Two US senators have asked the Federal Trade Commission to launch an antitrust probe into the US meatpacking industry. As these firms struggle to maintain supply chains, calls are growing for a return to small-scale farming.
In the last couple of decades, the American meatpacking industry went through a rapid consolidation. Four companies now handle 85 percent of all beef production in the US, and three of these firms control 63 percent of the country’s pork production. The companies – Tyson Foods, Cargill, the Brazilian-owned JBS S.A., and the Chinese-owned Smithfield – have been criticized extensively before for underpaying farmers and workers, and for horrific animal abuse at their plants.
The coronavirus pandemic, however, has revealed a gaping vulnerability in such a consolidated system. If any of these mega-processors are forced to shut down, the entire nation’s food supply is threatened.
In a letter to the Federal Trade Commission (FTC) on Wednesday, Senators Josh Hawley (R-Missouri) and Tammy Baldwin (D-Wisconsin) urged the department to open an antitrust investigation into these meat monopolies.
“This physical plant concentration… has undermined the stability of America’s meat supply and become an issue of national security,” the senators wrote. “These harms might have been mitigated if the meatpacking industry was less concentrated… [and] America’s food supplies are not in the hands of a few, mostly foreign-based firms.”
In calling for an antitrust investigation, the senators are asking the FTC to use the same legislation the Justice Department used a century ago to break up Standard Oil, which at that time controlled 88 percent of the US oil industry. Lawmakers from both sides of the aisle – including Hawley and former presidential candidate Elizabeth Warren – have also called for antitrust investigations into Amazon, Google, and other Silicon Valley tech giants.

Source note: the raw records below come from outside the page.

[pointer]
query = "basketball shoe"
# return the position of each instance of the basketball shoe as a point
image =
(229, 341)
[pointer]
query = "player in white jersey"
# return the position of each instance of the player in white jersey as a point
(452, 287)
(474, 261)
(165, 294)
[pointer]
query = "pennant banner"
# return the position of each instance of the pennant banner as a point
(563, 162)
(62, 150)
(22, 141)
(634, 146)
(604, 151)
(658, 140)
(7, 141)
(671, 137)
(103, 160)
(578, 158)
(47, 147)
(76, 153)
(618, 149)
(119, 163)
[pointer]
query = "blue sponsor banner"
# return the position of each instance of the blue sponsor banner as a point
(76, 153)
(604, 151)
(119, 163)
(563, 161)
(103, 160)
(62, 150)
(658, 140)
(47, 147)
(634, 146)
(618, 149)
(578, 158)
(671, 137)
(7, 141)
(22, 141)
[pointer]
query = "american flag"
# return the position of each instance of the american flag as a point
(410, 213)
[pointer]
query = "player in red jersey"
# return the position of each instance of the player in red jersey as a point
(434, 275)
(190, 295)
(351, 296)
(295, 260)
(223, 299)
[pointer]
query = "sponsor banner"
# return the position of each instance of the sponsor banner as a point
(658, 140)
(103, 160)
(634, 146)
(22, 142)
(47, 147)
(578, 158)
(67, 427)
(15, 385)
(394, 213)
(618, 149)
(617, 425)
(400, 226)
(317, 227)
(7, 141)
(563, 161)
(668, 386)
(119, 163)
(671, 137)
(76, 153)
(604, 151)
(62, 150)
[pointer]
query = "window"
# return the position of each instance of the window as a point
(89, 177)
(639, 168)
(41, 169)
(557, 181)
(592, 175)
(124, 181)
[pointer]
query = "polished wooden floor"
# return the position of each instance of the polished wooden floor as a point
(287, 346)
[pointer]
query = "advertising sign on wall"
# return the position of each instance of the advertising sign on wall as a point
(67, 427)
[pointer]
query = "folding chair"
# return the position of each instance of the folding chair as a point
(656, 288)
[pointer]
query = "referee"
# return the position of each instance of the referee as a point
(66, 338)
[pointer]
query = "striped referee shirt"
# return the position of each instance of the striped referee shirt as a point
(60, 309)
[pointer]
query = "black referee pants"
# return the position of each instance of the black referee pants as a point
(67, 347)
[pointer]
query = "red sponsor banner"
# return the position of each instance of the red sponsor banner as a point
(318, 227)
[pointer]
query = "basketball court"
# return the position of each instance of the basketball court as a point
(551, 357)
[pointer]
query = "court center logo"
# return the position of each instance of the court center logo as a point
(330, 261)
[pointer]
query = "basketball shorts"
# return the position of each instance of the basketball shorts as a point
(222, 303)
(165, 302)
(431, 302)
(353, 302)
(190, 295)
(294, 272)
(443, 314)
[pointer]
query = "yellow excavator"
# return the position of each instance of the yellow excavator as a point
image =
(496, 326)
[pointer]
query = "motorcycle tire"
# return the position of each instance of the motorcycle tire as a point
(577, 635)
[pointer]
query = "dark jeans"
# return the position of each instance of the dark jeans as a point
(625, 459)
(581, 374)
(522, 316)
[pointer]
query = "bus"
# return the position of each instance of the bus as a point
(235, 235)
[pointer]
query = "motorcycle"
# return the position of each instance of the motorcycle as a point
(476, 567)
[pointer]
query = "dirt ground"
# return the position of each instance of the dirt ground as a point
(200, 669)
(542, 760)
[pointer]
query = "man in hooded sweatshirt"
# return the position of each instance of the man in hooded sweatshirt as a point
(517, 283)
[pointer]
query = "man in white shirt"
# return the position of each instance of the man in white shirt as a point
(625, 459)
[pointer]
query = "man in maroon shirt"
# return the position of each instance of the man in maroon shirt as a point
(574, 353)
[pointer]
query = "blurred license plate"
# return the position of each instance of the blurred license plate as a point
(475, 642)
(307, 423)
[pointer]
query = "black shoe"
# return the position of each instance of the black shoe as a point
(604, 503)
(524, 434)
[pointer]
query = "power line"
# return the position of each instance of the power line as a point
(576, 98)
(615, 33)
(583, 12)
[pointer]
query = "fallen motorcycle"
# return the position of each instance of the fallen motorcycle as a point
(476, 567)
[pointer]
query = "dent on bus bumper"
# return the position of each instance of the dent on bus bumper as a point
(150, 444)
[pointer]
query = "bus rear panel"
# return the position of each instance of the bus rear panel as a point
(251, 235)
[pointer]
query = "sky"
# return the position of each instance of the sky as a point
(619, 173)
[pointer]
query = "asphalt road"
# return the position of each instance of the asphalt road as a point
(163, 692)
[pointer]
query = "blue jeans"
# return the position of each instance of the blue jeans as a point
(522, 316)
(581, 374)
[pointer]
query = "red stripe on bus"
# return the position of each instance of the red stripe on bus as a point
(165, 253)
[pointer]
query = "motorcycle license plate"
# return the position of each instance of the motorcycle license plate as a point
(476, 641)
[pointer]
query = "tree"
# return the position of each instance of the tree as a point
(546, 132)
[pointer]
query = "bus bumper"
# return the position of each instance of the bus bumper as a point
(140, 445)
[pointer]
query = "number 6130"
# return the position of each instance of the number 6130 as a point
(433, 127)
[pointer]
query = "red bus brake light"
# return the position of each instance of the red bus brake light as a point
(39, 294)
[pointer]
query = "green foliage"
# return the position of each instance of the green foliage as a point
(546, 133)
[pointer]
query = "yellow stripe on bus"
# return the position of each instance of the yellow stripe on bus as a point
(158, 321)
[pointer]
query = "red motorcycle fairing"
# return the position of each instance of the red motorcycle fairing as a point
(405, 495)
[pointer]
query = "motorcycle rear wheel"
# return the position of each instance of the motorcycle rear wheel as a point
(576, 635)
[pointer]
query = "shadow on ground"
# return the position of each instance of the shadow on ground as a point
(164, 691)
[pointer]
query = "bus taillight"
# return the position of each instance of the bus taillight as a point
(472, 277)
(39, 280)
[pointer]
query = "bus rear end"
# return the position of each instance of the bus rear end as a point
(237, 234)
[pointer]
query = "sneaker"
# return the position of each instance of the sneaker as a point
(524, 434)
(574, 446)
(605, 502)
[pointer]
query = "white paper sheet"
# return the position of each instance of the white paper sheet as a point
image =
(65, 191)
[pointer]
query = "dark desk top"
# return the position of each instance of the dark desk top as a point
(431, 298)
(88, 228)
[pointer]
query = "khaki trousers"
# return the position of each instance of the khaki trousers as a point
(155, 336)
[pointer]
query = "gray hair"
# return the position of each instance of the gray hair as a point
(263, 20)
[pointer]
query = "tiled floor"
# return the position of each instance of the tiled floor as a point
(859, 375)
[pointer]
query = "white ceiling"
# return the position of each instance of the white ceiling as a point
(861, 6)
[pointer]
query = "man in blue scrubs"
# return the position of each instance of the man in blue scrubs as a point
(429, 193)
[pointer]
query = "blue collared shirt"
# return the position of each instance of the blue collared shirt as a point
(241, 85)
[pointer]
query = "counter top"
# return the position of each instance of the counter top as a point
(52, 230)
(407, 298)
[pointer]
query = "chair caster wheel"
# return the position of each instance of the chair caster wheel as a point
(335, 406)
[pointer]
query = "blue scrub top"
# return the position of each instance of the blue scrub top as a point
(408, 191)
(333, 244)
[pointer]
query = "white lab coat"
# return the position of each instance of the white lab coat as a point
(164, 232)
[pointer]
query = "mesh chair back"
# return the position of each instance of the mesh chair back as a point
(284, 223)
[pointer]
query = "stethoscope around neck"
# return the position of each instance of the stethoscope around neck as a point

While the FTC has been asked to investigate these firms, the Department of Agriculture’s own regulations make it difficult for a small-scale farmer to turn a profit. At present, meat can only be slaughtered commercially at a facility with a USDA inspector present, thanks to a 1967 Act. Smaller facilities that can’t afford the cost of compliance are muscled out of business, with farmers left to accept whatever price the megacorporations pay them. One farmers’ advocacy organization estimated in 2016 that the 1967 legislation was responsible for the closure of more than 7,000 slaughterhouses since its passage.
The PRIME Act, a piece of legislation languishing in Congress for several years, would give states the power to set their own regulations, allowing consumers to purchase directly from local producers without the USDA’s involvement. Its sponsors, Rep. Thomas Massie (R-Kentucky) and Rep. Chellie Pingree (D-Maine), are now using the coronavirus pandemic to make another push for its passage.
The FTC has not signaled that it will heed Hawley’s call for an antitrust probe, and Massie’s bill has sat idle on Capitol Hill since 2017. In the near term, the Trump administration has opted to press the meatpacking industry to keep working, even as more workers fall ill from Covid-19.
President Donald Trump announced an executive order on Tuesday to keep the plants open, citing them as “critical infrastructure.” The move was swiftly condemned by labor unions for failing to care “as much about the lives of working people as it does about meat, pork and poultry products.”